A rapidly emerging field that bridges 2D foundation model capabilities with 3D perception:

Paper	Approach	Key Results
Open 3D World (Cheng & Li, 2024)	Fuses BEV features with text embeddings for open-vocabulary 3D detection	Zero-shot generalization on Lyft Level 5
DetAny3D (Zhang et al., 2025)	Foundation model for zero-shot monocular 3D detection using 2D-to-3D knowledge transfer	SOTA on unseen categories and novel camera configs
OV-SCAN (Chow et al., 2025)	Semantically consistent alignment for novel object discovery in open-vocab 3D detection	Improved robustness on nuScenes
BoxFusion (Lan et al., 2025)	Real-time multi-view box fusion using CLIP semantics, no dense 3D reconstruction	Real-time performance on large-scale environments
OpenBox (Lee et al., 2025)	Automatic 3D annotation pipeline using 2D vision foundation models	Associates 2D cues with 3D point clouds
VESPA (Tempfli et al., 2025)	Multimodal LiDAR+camera with VLMs for open-vocabulary 3D labeling	Strong pseudolabel performance on nuScenes
Monocular OV-3D (Huang et al., 2024)	RGB-only training using pseudo-LiDAR with LLM-refined labels	No LiDAR sensor required

2.4 Language-Guided Detection and Segmentation

ZOPP (Ma et al., NeurIPS 2024): Zero-shot offboard panoptic perception framework.

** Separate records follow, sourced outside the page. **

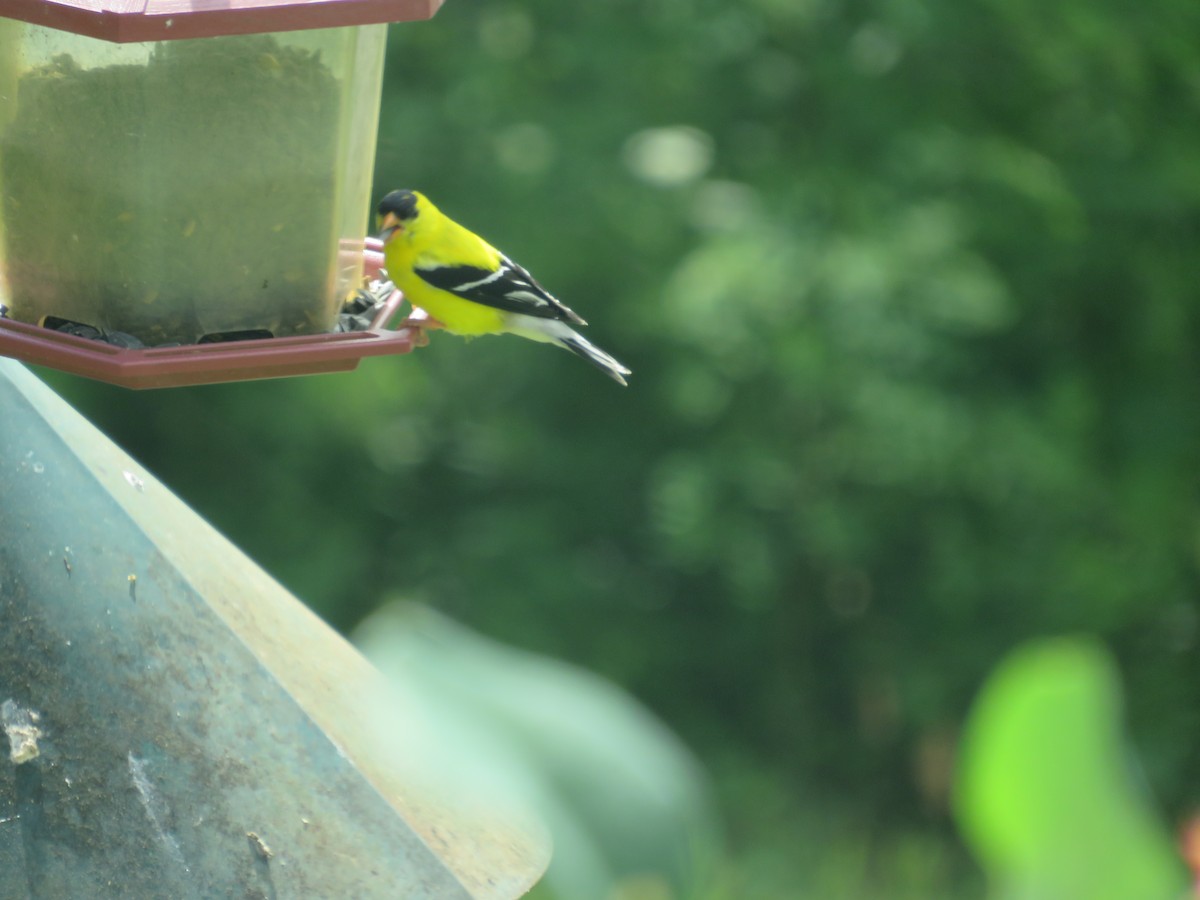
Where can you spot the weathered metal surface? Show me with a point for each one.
(180, 726)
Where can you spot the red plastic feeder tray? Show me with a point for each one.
(214, 363)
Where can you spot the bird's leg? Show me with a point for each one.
(420, 322)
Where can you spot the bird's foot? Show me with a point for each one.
(419, 323)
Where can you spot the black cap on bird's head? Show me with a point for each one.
(396, 211)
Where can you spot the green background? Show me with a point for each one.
(910, 293)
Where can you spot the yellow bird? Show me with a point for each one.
(469, 287)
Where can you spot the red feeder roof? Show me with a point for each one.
(129, 21)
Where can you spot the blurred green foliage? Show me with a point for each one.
(910, 294)
(1047, 793)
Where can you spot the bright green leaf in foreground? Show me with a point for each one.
(1047, 797)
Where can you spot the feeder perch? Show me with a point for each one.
(184, 186)
(174, 724)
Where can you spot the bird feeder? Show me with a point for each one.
(185, 185)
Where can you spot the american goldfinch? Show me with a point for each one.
(468, 286)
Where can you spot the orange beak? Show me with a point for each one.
(388, 226)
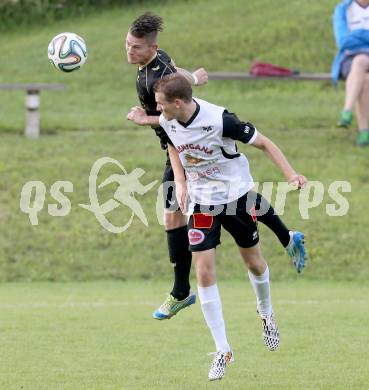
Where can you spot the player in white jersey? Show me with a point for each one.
(153, 63)
(202, 140)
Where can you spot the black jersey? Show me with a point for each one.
(147, 76)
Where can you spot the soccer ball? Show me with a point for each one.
(67, 52)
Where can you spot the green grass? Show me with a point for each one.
(101, 336)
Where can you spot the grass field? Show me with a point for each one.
(85, 320)
(101, 336)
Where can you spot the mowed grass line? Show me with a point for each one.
(224, 36)
(101, 336)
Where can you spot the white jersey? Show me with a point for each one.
(216, 173)
(357, 16)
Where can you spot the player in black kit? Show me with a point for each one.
(153, 63)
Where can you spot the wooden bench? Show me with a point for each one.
(32, 129)
(247, 76)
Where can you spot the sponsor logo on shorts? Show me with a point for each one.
(195, 236)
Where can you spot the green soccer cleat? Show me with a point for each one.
(345, 119)
(172, 306)
(362, 138)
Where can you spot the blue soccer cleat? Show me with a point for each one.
(172, 306)
(296, 250)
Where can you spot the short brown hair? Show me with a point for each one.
(147, 26)
(174, 86)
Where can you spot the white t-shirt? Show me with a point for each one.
(216, 173)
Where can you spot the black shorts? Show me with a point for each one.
(169, 189)
(240, 221)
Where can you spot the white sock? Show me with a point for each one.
(261, 287)
(211, 307)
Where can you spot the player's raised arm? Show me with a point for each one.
(279, 159)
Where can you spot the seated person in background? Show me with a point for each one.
(351, 29)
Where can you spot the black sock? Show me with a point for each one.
(181, 257)
(271, 220)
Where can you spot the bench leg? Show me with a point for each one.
(32, 129)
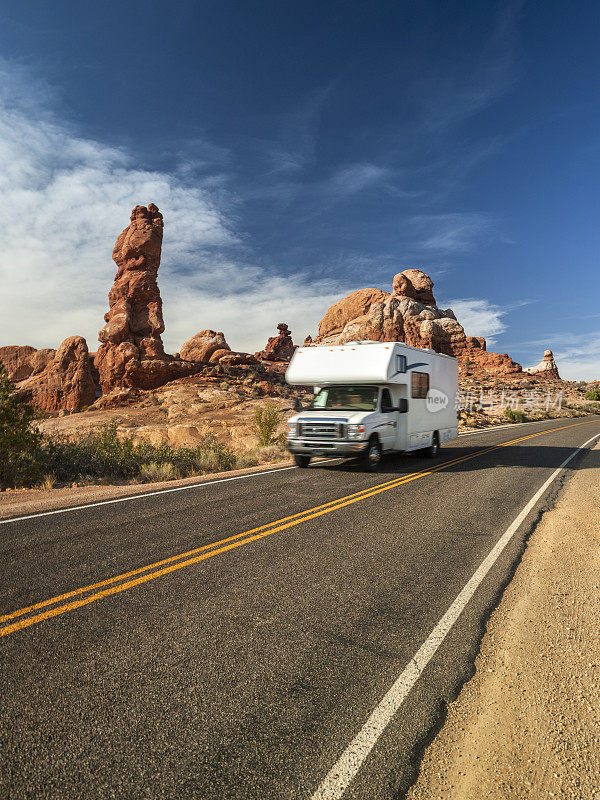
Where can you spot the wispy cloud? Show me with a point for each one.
(65, 199)
(450, 97)
(478, 317)
(452, 232)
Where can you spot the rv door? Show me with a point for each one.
(388, 427)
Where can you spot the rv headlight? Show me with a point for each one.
(356, 431)
(292, 430)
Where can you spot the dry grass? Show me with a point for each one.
(153, 472)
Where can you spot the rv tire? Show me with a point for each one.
(371, 458)
(434, 448)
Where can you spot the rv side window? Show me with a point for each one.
(419, 385)
(386, 402)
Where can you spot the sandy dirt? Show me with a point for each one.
(20, 502)
(527, 725)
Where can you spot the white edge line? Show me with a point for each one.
(202, 484)
(140, 496)
(351, 760)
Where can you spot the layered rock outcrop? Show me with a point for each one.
(207, 347)
(131, 352)
(21, 362)
(409, 314)
(66, 382)
(280, 347)
(546, 368)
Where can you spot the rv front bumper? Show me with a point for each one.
(305, 447)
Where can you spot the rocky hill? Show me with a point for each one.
(131, 359)
(409, 314)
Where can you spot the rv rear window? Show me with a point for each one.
(401, 363)
(419, 385)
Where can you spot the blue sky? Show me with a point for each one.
(300, 151)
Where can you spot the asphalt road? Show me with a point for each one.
(244, 669)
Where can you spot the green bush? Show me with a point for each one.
(266, 422)
(514, 416)
(20, 462)
(153, 472)
(104, 455)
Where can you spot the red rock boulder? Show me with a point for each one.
(409, 314)
(204, 346)
(280, 347)
(546, 368)
(22, 362)
(66, 383)
(131, 352)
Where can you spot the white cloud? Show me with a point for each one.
(577, 356)
(478, 317)
(65, 198)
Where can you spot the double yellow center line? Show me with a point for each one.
(127, 580)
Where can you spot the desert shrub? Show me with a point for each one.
(103, 455)
(153, 472)
(20, 456)
(249, 459)
(270, 452)
(266, 422)
(48, 482)
(514, 416)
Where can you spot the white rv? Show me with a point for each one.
(372, 398)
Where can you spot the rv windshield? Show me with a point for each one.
(346, 398)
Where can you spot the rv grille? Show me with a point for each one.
(322, 430)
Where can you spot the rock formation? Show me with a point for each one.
(546, 368)
(66, 382)
(21, 362)
(409, 314)
(280, 347)
(131, 352)
(207, 347)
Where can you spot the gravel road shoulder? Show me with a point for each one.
(527, 725)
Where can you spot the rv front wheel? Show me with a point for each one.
(434, 448)
(372, 456)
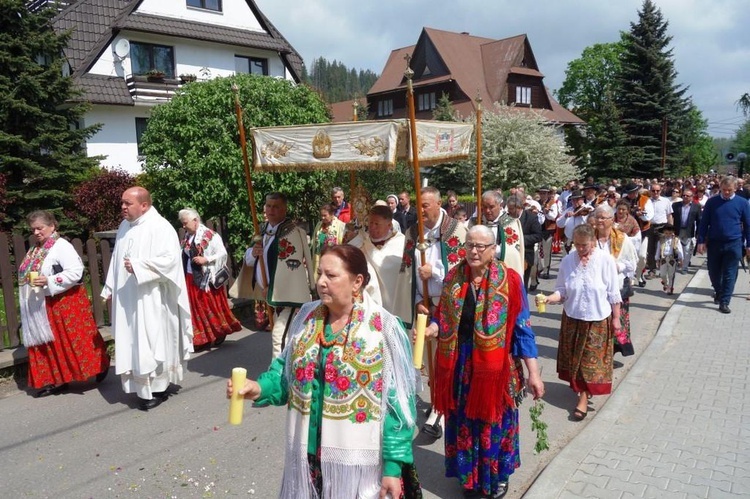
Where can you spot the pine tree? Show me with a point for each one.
(608, 155)
(42, 153)
(649, 95)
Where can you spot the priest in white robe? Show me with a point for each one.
(383, 247)
(150, 309)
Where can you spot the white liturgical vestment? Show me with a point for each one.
(150, 308)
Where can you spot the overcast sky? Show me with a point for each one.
(710, 38)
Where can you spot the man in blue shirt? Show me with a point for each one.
(725, 230)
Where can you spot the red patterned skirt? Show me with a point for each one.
(584, 355)
(78, 351)
(210, 312)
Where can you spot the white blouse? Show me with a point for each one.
(588, 291)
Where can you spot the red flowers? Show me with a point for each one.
(342, 383)
(286, 249)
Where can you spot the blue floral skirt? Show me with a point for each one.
(479, 454)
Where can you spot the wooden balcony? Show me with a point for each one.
(145, 89)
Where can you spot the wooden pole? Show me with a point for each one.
(663, 145)
(257, 237)
(478, 131)
(352, 177)
(421, 246)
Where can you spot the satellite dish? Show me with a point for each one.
(122, 48)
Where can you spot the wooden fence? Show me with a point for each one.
(95, 253)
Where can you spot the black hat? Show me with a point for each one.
(631, 187)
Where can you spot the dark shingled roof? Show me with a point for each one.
(149, 23)
(94, 24)
(480, 66)
(100, 89)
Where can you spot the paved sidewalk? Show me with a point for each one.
(679, 423)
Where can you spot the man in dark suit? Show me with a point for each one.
(532, 233)
(406, 214)
(686, 214)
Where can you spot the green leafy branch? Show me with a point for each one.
(539, 426)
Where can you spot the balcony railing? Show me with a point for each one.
(148, 88)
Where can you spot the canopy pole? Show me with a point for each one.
(352, 176)
(479, 159)
(257, 237)
(421, 246)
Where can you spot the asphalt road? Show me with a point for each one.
(93, 442)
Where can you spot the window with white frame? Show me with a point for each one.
(426, 101)
(250, 65)
(385, 107)
(523, 95)
(205, 4)
(147, 57)
(140, 127)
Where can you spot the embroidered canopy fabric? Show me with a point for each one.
(358, 145)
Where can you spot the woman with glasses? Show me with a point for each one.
(587, 286)
(614, 241)
(477, 353)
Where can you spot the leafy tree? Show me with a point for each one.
(41, 147)
(193, 157)
(591, 80)
(697, 154)
(589, 90)
(649, 94)
(97, 200)
(338, 83)
(521, 149)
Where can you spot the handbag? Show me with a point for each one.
(220, 278)
(627, 288)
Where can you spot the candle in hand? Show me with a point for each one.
(419, 342)
(237, 402)
(541, 303)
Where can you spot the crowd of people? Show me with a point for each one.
(343, 301)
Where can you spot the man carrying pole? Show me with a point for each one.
(439, 240)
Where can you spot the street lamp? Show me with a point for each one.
(741, 157)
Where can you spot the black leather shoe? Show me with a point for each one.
(147, 405)
(51, 390)
(433, 430)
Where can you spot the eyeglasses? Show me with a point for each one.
(479, 247)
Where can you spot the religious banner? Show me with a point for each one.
(439, 141)
(361, 145)
(357, 145)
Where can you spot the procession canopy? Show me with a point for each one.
(357, 145)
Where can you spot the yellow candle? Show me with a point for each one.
(541, 305)
(237, 402)
(419, 342)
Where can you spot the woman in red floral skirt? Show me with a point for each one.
(59, 330)
(204, 257)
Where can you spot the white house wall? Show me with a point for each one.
(116, 140)
(236, 13)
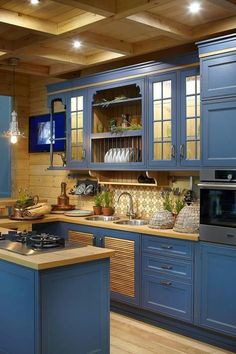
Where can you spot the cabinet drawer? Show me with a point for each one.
(167, 246)
(167, 266)
(219, 79)
(168, 297)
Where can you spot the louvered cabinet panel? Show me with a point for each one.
(122, 269)
(83, 238)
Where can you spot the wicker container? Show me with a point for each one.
(162, 219)
(188, 219)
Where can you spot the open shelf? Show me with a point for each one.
(106, 104)
(130, 178)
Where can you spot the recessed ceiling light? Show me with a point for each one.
(76, 44)
(194, 7)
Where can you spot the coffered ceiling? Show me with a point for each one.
(42, 35)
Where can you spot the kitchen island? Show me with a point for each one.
(55, 302)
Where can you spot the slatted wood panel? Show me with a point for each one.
(122, 271)
(83, 238)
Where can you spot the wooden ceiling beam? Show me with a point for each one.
(214, 27)
(106, 43)
(29, 22)
(155, 44)
(56, 55)
(102, 57)
(78, 24)
(166, 26)
(100, 7)
(224, 4)
(27, 68)
(126, 8)
(60, 69)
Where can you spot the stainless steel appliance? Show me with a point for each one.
(31, 243)
(218, 206)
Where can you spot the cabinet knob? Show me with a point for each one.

Combines vision foundation model zero-shot recognition with 3D point cloud representations
Unified framework for detection, segmentation, and classification
Validated extensively on Waymo Open Dataset
Addresses data imbalance and long-tail distribution challenges

Clipomaly (Reichard et al., 2024): CLIP-based open-world anomaly segmentation.

Dynamically extends vocabulary at inference time
Assigns human-interpretable names to unknown objects
Zero anomaly-specific training data required
SOTA on anomaly segmentation benchmarks

Hazardous Object Detection (Shriram et al., 2025): Multi-agent VLM system.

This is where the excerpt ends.